A new study out in Current Biology suggests that female quails select a nesting area that is the best camouflage for her specific egg appearance (sort of encoded). Because females tend to lay similarly patterned eggs over time, the findings suggest that the quails are choosing a laying location rather than controlling the appearance of their eggs based on their environs.

This may work well for the quails and other species in more stable environments, but in the terns and oystercatchers ever shifting world, not so much.

As was just mentioned, the important word here is control. Control in the short-term may be the key to a birds continued existence.   

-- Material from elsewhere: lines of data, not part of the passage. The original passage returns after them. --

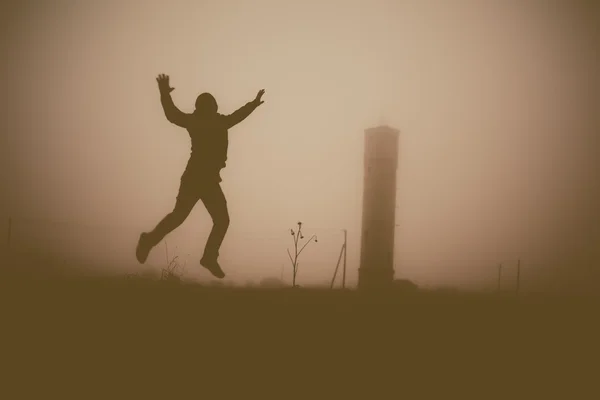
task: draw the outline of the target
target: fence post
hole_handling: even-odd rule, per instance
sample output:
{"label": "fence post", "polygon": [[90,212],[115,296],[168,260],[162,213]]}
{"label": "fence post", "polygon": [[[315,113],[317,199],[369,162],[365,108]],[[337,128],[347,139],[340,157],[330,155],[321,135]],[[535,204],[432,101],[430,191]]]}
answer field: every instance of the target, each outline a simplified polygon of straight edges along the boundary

In a book that I just finished reading titled, The Rise of Birds, 225 Million Years of Evolution (2015), author Sankar Chatterjee takes us to a deeper understanding of how some birds may control the outcome of their own egg color prior to entering the uterus. Chatterjee nicely explains the avian control system here;  

The central nervous system of a bird consists of the brain, the sense organs, the spinal cord, and the nerves. Nerves carry messages from the eyes or ears to the brain. A bird’s sensory apparatus assesses the environment and conveys impressions through electric pulses, which stream to the spinal cord for immediate reaction or are transferred to the brain for central processing. The forebrain is considerably enlarged in birds for processing sound, touch and sight, and to adjust behavior to new situations.

He goes on to say this;

Birds live in a world that is dominated by sight and sound. Their sense of vision is so highly developed that for most birds, three of the four senses – touch, smell and taste – are irrelevant. Birds have enormously large eyes that provide keen sight, sharp images, and superb color perception. Most birds have flat eyeballs with large retinas, which are excellent for scanning the landscape. A bird can gain more information about its surroundings through its eyes than through all its other sense organs combined.

This gathering of information was obviously important for the species that eventually went on to lay the perfectly adapted egg. But this was only one of many adaptations that allowed these birds to successfully nest at this coastal site. The adaptation of flight to obtain food from afar, an adapted bill to secure local foods, the ability to nest colonially with other like-minded species and the aggressive behavior to prevent predation, were all necessary prior to the final product which was an egg that fully matched the shoreline substrate.

Black Skimmer Eggs
Photo Credit: Wikipedia

In another study involving the avian control system, researchers at the Harvard Department of Genetics have discovered a molecule in the famous Darwin Finches (Geospiza) that controls and regulates the length of the bird’s bills, enabling them to adapt rather swiftly (evolutionarily speaking) to available seeds and insects. Remarkably, researchers identified the protein Calmodulin, which activates certain enzymes, which triggers a signal that eventually turns specific genes on or off. These signals alter the behavior of cells responsible for beak sculpturing.